Support for Raspberry Pi and Linux ARM64 chips
These chips enable IoT development with the remote Visual Studio debugger. You can deploy apps that listen to sensors, and print messages or images on a display, all using the new GPIO APIs. ASP.NET can be used to expose data as an API or as a site that enables configuring an IoT device.
.NET Core 3.0 is a ‘current’ release and will be available with RHEL 8. It will be superseded by .NET Core 3.1, targeted for November 2019. If you’re on .NET Core 2.2 you have until the end of the year to update to 3.1, which will be LTS. You can read a detailed report of all .NET Core 3.0 features.
What’s new in ASP.NET Core 3.0
Other updates in ASP.NET Core 3.0:
- You can now create high-performance backend services with gRPC.

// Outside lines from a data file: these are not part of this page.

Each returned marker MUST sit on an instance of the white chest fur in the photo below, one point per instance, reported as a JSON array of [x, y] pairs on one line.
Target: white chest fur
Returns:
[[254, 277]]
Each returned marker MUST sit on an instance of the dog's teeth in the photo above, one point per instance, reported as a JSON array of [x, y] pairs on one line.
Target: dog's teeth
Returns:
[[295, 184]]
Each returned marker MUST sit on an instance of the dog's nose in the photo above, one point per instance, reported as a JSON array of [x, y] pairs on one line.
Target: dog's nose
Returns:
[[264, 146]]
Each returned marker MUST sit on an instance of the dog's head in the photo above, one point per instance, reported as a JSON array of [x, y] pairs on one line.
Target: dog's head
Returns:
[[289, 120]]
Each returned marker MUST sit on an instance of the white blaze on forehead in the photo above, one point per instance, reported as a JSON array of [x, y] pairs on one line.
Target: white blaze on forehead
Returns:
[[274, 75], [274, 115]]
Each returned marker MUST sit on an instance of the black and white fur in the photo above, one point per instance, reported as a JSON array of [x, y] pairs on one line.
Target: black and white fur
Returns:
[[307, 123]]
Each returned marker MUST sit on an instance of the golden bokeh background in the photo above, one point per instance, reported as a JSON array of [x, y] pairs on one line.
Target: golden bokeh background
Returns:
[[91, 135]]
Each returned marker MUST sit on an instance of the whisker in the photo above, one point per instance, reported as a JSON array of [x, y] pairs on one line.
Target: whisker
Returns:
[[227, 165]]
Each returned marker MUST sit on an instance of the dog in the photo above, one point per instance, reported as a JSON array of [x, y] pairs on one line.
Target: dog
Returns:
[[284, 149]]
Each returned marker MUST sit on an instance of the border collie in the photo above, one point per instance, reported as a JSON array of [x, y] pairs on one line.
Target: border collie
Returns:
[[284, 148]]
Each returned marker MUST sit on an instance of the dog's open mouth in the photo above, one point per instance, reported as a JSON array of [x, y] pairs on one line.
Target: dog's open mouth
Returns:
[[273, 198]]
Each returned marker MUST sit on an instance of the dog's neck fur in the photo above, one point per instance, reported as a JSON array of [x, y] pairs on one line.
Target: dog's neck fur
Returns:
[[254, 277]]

- SignalR now has support for automatic reconnection and client-to-server streaming.
- Endpoint routing integrated through the framework.
- HTTP/2 now enabled by default in Kestrel.
- Authentication support for Web APIs and single-page apps integrated with IdentityServer
- Support for certificate and Kerberos authentication.
- New generic host sets up common hosting services like dependency injection (DI), configuration, and logging.
- New Worker Service template for building long-running services.
For a full list of features, visit Microsoft Docs.
Entity Framework Core 3.0 and Entity Framework 6.3 are now generally available with C# 8
New updates in EF Core 3.0 include:
- Newly architectured LINQ provider to translate more query patterns into SQL, generating efficient queries in more cases, and preventing inefficient queries from going undetected.
- Cosmos DB support to help developers familiar with the EF programming model to easily target Azure Cosmos DB as an application database.
EF 6.3 brings the following new improvements to the table:
- With support for .NET Core 3.0, the EF 6.3 runtime package now targets .NET Standard 2.1 in addition to .NET Framework 4.0 and 4.5.
- Support for SQL Server hierarchyid
- Improved compatibility with Roslyn and NuGet PackageReference
- Added the ef6.exe utility for enabling, adding, scripting, and applying migrations from assemblies. This replaces migrate.exe
.NET Core 3.0 is a major new release of .NET Core. Developers have widely appreciated the announcement.
Trimmed single-exe deployments with .NET built-in is probably my favorite .NET Core 3.0 feature. Will be huge for desktop developers, allowing them to always use the latest and greatest, and not worry about prerequisites on users' PCs #dotnetconf pic.twitter.com/8tUdU2SJvK
— .Morten (@dotMorten) September 23, 2019
Congrats to Microsoft @dotnet @aspnet as well as @terrajobst @DamianEdwards @jongalloway @shanselman and the hundreds of employees responsible for getting .NET Core 3.0 out the door. A major milestone for the industry. Cross platform coding is about to take a major leap forward.
— Robert McLaws (@robertmclaws) September 23, 2019
— Jaypal Pachore (@JaypalPachore) September 23, 2019
Interested developers can start updating their existing projects to target .NET Core 3.0. The release is compatible with earlier .NET Core versions which makes updating easier.